After writing about low-complexity orthogonal matching pursuit (LoCOMP) a few days ago, I decided to implement and test it starting from my old dissertation code, and furthermore to incorporate some interference adaptation. This task was not as trivial as I first thought, but the end results are interesting. The MATLAB code I used to generate the plots below is here, for those interested in reproducing my research.

Above are four signals of small dimension. These signals have structures that are difficult to efficiently and meaningful decompose over dictionaries with symmetric atoms by greedy pursuits. Today I decomposed these using matching pursuit (MP), OMP, LoCOMP, and OMP with interference adaptation (OMPIA), and LoCOMP with interference adaptation (LoCOMPIA). I used a dictionary of Dirac functions and complex Gabor atoms with the following scales (samples) $$\{1, 4, 8, 16, 32, 64, 128, 256, 512\}$$, with hops (samples) $$\{1, 2, 2, 4, 8, 16, 32, 64, 128\}$$. Thus, this dictionary is ovecomplete, but it is not shift-invariant, unlike that used by Mailhé et al. Another difference is that I am not using MDCT atoms, but complex Gabor to find the best real atoms, à la Gribonval’s subspace method. (See my dissertation for complete details in English; and Gribonval’s in French.)

Seen above are the residual energy decays for the five different decomposition algorithms. In the cases of interference adaptation, $$\gamma \in \{0.5, 0.3, 0.6, 0.1\}$$ for Attack, Bimodal, Sine, and WGN, respectively.

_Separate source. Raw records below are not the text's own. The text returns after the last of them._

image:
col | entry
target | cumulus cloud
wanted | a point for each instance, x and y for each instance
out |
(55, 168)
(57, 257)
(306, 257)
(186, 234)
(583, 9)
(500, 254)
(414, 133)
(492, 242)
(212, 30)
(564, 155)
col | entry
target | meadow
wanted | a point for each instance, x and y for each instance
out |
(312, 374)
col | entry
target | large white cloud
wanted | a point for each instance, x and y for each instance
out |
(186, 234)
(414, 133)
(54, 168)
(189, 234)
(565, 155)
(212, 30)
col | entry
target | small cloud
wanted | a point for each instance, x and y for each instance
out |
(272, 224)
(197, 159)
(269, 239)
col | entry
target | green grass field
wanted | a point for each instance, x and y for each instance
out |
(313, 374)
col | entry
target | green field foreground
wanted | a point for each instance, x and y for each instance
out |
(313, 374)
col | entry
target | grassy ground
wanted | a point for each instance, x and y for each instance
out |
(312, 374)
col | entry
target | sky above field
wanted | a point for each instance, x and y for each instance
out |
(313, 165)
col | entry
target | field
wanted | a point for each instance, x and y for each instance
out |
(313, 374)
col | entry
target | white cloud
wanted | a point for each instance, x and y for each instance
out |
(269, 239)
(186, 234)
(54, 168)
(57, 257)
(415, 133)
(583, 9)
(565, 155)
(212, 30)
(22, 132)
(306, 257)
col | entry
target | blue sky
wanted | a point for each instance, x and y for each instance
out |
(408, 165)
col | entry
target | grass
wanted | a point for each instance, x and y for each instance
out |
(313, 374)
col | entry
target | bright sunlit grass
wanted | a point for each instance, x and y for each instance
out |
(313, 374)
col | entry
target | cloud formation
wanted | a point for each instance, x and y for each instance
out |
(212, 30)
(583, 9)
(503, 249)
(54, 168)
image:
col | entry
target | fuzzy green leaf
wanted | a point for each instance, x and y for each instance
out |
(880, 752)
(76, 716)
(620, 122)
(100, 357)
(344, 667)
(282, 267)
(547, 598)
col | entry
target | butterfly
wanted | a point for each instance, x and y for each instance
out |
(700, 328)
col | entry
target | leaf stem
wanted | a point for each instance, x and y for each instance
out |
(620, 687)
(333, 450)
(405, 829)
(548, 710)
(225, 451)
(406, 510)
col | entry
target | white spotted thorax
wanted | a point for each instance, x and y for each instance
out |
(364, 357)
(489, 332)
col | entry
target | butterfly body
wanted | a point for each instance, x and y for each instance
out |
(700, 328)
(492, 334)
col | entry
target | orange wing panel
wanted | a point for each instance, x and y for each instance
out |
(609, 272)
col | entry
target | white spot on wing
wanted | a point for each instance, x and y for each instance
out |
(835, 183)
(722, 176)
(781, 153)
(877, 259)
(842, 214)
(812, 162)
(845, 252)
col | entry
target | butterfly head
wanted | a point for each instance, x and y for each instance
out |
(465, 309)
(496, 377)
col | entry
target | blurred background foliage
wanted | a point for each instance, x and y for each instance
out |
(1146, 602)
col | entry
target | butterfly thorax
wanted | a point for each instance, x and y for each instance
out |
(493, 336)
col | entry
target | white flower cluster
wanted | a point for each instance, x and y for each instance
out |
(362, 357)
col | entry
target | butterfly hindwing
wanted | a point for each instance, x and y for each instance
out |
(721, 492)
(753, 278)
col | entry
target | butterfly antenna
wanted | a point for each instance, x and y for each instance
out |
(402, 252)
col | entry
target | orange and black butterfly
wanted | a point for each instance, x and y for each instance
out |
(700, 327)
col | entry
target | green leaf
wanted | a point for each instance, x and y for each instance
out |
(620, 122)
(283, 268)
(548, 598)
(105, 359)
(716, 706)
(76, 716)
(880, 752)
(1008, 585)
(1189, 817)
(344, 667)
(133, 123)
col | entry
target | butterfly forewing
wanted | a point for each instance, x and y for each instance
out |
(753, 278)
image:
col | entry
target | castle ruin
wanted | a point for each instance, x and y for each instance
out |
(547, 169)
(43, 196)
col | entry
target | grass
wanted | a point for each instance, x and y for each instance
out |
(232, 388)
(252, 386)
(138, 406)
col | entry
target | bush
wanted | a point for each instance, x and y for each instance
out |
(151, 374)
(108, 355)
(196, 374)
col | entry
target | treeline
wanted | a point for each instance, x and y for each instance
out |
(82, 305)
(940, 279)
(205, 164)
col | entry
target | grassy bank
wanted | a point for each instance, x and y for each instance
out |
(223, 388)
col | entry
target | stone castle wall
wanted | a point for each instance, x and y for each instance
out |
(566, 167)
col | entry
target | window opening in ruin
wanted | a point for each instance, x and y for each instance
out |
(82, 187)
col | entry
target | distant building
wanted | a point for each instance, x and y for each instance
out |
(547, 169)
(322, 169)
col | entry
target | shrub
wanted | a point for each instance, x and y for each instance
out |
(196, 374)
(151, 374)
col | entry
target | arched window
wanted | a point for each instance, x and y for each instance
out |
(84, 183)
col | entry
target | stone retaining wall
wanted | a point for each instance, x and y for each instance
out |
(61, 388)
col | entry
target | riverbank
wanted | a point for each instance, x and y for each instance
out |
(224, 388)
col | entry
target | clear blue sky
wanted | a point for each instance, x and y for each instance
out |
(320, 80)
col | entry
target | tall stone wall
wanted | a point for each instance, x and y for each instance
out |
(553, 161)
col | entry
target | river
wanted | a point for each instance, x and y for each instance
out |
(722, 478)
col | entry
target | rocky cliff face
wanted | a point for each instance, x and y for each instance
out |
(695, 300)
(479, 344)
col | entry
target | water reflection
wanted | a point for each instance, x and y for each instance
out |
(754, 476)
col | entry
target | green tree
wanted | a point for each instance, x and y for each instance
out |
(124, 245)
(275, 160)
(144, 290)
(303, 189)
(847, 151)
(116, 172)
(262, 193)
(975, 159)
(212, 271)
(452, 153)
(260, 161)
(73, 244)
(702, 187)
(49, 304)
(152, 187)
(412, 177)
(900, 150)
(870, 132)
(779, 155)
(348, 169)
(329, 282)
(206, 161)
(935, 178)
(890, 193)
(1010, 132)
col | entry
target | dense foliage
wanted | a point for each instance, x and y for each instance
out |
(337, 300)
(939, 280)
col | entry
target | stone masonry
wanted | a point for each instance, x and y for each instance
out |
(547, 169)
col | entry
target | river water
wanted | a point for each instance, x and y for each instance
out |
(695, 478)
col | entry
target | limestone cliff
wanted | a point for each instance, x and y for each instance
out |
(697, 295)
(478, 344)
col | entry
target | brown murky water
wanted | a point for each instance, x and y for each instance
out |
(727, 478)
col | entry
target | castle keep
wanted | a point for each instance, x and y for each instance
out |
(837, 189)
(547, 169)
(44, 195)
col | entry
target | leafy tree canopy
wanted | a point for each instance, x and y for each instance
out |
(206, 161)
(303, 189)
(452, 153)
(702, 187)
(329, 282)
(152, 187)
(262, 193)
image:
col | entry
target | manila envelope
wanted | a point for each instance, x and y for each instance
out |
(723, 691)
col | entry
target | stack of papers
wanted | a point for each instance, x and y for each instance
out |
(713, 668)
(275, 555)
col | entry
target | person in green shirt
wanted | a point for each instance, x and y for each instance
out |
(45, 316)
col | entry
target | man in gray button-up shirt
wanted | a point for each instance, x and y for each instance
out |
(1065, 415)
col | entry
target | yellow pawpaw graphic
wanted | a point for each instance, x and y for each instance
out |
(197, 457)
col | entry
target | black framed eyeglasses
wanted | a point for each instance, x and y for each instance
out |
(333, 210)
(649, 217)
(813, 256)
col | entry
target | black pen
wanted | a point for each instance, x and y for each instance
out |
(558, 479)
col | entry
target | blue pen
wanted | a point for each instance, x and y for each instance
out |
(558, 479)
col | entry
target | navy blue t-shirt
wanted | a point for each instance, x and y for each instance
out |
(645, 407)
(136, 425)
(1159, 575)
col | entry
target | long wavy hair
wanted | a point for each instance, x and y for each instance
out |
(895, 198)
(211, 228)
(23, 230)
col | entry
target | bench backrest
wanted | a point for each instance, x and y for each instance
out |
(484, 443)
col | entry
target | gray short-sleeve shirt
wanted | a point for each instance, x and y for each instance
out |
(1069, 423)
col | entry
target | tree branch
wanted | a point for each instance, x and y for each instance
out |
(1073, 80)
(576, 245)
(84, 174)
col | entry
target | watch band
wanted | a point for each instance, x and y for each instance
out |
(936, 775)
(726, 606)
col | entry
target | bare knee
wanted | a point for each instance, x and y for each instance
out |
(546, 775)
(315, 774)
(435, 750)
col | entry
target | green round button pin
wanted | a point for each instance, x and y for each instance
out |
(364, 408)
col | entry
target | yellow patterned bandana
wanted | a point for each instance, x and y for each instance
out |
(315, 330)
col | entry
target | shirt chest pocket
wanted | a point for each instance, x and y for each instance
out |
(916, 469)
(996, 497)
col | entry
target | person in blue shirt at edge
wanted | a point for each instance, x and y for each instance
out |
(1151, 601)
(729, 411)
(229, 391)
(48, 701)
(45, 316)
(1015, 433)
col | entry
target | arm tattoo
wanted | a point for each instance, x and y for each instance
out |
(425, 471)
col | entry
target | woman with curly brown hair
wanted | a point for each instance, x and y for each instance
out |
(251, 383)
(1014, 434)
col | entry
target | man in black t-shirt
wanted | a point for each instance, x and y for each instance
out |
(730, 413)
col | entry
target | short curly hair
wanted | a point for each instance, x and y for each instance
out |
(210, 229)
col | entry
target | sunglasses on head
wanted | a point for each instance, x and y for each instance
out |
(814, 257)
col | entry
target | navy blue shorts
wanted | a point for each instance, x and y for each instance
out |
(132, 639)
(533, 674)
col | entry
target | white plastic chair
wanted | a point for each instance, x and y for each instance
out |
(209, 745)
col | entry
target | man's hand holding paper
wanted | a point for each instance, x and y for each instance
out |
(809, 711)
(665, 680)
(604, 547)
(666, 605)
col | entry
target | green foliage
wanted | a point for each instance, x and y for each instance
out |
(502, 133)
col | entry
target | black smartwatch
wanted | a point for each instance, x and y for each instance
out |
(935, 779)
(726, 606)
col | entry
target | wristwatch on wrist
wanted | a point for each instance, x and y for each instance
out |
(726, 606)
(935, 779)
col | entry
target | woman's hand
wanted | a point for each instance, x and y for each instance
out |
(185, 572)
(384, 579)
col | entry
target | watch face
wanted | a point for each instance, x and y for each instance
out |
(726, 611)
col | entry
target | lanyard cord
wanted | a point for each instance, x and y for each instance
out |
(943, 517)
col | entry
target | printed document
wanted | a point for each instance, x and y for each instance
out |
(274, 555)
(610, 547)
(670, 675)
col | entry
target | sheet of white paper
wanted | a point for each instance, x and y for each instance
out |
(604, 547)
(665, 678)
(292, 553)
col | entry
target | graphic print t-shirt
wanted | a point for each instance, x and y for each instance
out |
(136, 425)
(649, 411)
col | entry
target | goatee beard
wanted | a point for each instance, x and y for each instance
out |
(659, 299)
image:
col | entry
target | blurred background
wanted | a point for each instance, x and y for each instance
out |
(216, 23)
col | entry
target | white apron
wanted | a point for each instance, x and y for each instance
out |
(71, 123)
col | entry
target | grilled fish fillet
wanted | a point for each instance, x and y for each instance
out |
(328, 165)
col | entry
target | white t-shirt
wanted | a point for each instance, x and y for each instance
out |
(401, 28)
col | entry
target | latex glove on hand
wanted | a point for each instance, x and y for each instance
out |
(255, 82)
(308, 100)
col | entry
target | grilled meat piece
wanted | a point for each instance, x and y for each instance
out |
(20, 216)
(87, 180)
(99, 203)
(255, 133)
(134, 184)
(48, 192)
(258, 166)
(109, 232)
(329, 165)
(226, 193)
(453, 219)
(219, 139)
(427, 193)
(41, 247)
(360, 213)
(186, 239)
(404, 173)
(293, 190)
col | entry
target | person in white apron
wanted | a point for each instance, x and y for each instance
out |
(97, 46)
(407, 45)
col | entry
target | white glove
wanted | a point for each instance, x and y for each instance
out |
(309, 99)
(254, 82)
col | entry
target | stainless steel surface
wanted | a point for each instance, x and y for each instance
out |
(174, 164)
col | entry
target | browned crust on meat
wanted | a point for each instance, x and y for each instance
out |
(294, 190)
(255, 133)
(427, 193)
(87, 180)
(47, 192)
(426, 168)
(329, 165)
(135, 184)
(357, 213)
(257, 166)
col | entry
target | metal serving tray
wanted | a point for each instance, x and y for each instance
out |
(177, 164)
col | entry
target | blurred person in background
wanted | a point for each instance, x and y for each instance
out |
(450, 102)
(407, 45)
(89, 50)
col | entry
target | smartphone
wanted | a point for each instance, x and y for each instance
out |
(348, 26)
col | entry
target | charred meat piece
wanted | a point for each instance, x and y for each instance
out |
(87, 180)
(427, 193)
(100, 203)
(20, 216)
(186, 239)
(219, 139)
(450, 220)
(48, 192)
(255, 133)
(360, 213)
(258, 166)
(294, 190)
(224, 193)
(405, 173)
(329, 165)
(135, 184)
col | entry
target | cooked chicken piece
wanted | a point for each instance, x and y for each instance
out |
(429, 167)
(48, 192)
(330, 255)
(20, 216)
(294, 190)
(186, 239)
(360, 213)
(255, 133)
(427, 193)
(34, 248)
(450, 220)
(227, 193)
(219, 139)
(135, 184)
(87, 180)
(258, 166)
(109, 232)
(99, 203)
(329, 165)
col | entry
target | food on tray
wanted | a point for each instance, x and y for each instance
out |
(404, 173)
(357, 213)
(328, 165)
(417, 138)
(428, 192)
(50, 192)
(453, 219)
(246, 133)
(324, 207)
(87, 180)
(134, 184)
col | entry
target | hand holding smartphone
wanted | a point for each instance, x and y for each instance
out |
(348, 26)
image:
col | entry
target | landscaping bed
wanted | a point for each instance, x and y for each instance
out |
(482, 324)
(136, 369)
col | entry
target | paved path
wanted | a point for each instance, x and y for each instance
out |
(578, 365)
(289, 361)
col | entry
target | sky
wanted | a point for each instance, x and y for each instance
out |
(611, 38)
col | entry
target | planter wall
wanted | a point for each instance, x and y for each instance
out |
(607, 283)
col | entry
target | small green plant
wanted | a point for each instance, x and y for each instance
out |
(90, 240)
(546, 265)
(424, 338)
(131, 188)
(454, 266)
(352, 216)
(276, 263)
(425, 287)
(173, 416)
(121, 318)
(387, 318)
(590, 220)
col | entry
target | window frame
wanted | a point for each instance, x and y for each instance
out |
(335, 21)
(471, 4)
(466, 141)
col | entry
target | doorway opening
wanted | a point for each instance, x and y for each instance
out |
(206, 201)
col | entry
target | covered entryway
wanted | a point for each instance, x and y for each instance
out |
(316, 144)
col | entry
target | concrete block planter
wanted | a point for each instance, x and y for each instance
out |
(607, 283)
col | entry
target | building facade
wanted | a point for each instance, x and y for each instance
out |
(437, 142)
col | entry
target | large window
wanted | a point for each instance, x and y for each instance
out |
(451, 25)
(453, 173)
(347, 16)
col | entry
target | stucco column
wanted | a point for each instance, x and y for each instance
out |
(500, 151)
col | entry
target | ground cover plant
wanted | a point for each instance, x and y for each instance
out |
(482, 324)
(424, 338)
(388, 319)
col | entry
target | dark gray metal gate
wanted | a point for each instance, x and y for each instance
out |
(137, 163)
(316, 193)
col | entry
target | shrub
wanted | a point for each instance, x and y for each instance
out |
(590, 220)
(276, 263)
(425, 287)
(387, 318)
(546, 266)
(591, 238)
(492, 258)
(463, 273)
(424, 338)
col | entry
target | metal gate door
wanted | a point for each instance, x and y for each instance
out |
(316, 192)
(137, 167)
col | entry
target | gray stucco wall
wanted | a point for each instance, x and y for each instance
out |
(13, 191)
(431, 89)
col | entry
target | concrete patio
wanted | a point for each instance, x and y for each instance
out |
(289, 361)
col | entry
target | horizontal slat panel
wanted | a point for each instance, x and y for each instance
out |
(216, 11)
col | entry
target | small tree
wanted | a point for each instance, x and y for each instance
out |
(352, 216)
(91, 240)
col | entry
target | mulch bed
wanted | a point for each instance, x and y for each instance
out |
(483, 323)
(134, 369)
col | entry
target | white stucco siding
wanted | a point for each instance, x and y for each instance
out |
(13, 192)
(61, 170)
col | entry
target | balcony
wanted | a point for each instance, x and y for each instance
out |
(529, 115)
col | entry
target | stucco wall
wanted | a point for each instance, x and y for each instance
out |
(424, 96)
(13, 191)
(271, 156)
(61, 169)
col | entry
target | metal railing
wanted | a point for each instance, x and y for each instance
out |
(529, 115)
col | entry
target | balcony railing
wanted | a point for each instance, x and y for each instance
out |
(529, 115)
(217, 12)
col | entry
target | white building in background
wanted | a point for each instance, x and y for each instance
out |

These values are hand selected to give the best results. (I am still working on how to select this coefficient automatically.) To calculate the residual energies in the case of LoCOMP, I perform a full orthogonal projection onto the current basis as if it is the final iteration; however, I locally update the residual for selecting the next atom.

In all these signal decompositions, we see that the residual energy decays of OMP and LoCOMP are very similar; and for Bimodal LoCOMP performs better than OMP. When it comes to adding interference adaptation, however, there appears to be a large performance difference for Bimodal and Sine, but not Attack and WGN. (The strange behavior in Sine is due to bad conditioning of the Gramian of the basis matrix… which should not happen, and which I haven’t sorted out yet.) For Attack, we see that the two approaches using inference adaptation have superior efficiency (with respect to differences in residual energy decay) to OMP, and LoCOMP. For Bimodal however, OMPIA performs much better than LoCOMPIA, where the latter has a performance at times worse than MP. This tells me that though the decays of the models built by OMP and LoCOMP are similar, the underlying models are not; and this difference is causing problems when interference comes into play.

Tomorrow I will look at the time and time-frequency atom distribution of each signal model. This way we can see how the models are modeling each signal, and whether these models make sense with respect to the structures in each signal.